More MSPs are beginning to chase the compliance tail, and it needs to stop. Here are some effective techniques to deal with compliance headaches facing MSPs today, and how to avoid getting over audited.
Know Your Controls
Anyone who has been through an MSP Verify, SOC 2, or similar audit project, understands what controls are. Controls govern how an MSP organization operates. The first step in not being over-audited is having a good handle on your MSP organization’s controls. That means knowing what they are, having them documented, and, most importantly, reviewing them regularly to ensure they are current and effective towards your company’s goals.
Understand your Client Control Frameworks
Any worthy MSP understands how their clients operate their businesses, especially when it comes to regulatory requirements. For example, MSPs working within the healthcare sector in the United States know what HIPAA is and how important it is to clients.

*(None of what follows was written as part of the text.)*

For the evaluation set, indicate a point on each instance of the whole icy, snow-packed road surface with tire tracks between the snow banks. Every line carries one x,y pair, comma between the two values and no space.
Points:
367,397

Similarly, MSPs need to understand how those frameworks impact the controls affected by the MSP. If a client, regulated by HIPAA, has to demonstrate compliance related to patient and other medical information, the MSP is also implicated in those controls and must demonstrate compliance with those controls.
Avoid “Check the box” Relationships
This is, perhaps, the most crucial guidance we can offer when it comes to avoiding over-auditing. Clients will often attempt a “check the box” compliance model. Compliance “check the box” is when clients try to perform cursory reviews of an MSP to “check the box” related to a certain compliance or control framework important to them.
Often, clients not familiar or experts in control frameworks will ask vague questions such as “are you HIPAA compliant.” This is a tricky question as HIPAA is a US Federal regulation and not a control framework. Moreover, there is no HIPAA certification; you are compliant with that law, or you are not.
MSPs need to determine what the client is looking for and respond quickly. Sometimes, the response will be, “no, I’m not certified here, but we do meet those controls that you said matter most to you.” Certification in a particular area does not always guarantee compliance.
PCI is another area where MSPs are dragged into debates about whether they need to have a full-blown PCI audit when the MSP does not handle any credit card information. In many cases, merely completing the self-assessment PCI form is sufficient to demonstrate compliance with a particular family of controls.
As these control frameworks continue to expand, MSPs need to be responsive to their client compliance requests, but not to indulge wild and ultimately costly audit projects which subject the MSPs to needless examination.